> if that's true then it's also shocking how little effort seems to be made to compensate for colorblindness.
Note that making something accessible to colorblindness doesn't mean you can't use color, it means you can't use color to differentiate. So a graph with a red line is fine, as long as the color isn't what tells you if the movement is positive or negative (and the graph is the magnitude, if that makes sense).
Red numbers on a excel sheet are probably fine too, as long as there is some other signifier on the cell that says "this is bad" (like parentheses or a negative sign).
Green/Yellow/Red lights on a status dashboard can violate accessibility, unless there's text or a shape that goes along with it.
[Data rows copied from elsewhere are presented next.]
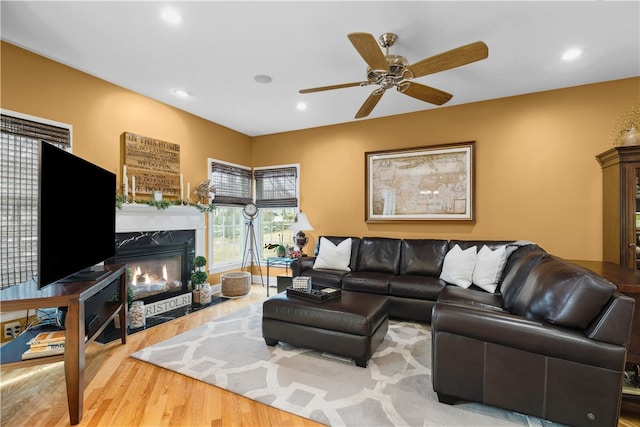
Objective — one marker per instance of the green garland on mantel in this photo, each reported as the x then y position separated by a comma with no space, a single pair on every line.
164,204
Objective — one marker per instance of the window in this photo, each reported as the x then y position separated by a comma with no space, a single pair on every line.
227,231
19,192
275,224
226,224
277,198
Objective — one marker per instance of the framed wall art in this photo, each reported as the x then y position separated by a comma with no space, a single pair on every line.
424,184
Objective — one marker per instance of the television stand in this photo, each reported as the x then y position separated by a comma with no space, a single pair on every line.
88,274
76,296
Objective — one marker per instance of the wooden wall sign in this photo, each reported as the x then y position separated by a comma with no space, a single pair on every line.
154,163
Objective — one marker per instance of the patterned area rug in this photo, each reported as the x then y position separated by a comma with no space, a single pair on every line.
394,390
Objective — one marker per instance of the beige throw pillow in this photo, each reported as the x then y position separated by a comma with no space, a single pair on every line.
458,266
333,257
489,266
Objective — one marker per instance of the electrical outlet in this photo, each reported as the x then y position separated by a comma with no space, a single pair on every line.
12,329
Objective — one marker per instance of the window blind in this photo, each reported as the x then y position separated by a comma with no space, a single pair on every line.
232,184
276,187
19,194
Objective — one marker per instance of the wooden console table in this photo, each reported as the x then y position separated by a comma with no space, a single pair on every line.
76,296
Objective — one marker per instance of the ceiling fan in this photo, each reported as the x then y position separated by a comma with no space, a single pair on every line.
387,71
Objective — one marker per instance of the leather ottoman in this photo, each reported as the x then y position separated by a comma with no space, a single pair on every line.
352,325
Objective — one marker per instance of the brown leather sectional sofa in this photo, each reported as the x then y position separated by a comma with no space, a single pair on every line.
550,342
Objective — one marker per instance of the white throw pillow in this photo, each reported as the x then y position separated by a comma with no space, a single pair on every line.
489,266
458,266
333,257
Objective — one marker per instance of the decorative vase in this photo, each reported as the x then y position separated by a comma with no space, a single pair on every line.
136,315
281,251
630,137
205,293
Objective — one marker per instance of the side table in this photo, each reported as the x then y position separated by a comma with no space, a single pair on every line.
277,262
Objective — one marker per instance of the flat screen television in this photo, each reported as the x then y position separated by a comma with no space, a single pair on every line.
76,217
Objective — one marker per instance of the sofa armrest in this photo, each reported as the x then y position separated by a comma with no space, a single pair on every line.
613,324
532,336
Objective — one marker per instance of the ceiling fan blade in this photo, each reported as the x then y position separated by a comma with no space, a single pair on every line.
425,93
368,48
369,104
340,86
450,59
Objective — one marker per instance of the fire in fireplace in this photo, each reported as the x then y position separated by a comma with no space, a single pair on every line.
158,262
155,275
Also there is varying degrees of colour blindness. I have mild case. Where I have hard time to differentiate certain shades from each other, but clearly red or green is like traffic lights is still easy to distinguish.
So something like a graph might not be an issue if shades are properly selected.
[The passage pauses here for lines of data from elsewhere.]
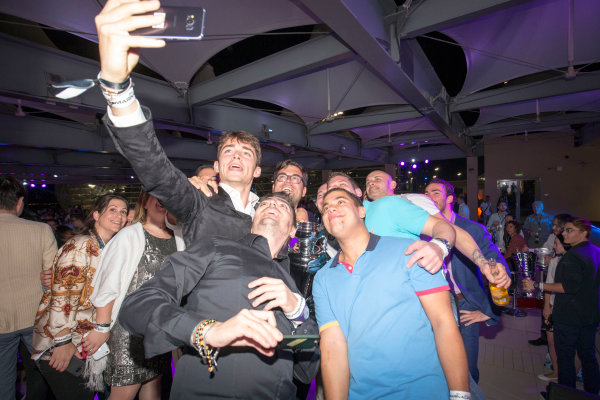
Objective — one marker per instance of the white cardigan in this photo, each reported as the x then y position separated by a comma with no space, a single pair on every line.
118,263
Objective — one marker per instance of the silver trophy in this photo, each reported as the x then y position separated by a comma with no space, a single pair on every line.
525,262
307,255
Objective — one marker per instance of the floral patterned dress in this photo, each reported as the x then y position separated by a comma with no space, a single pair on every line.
67,303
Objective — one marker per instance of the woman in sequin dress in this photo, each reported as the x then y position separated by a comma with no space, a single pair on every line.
132,259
> if that's true then it's also shocking how little effort seems to be made to compensate for colorblindness
Yes, it is!
I also don't like how when 'colourblind mode' does exist, it tends to be wildly different - whereas I don't need that, I just need slightly different reds and slightly different greens that don't mix up. I do realise though that it's probably because different people have different ranges, and the far easier/only possible way to fix it for everyone is to go blue/yellow or whatever instead.
It is less, because that stat is for whites. Colorblindness is hereditary and more rare among blacks. Even among whites, some regions of the world have a lot of it (Hungaria), others less.
The other reason is that most of it is subtle colorblindness. Those people don't see black and white, they can distinguish primary colors perfectly fine. They have trouble with waaaay more subtle differences between colors - when you add a bit of green to rgb.
Yet other observation is that with exception of electricity where color codes are confusing ever for people who complete vision, the colors used in traffic, in graphs in books, in toys for boys actually tend not to use subtle shades.
Why aren't Emojis presented differently depending on type of colorblindness for example?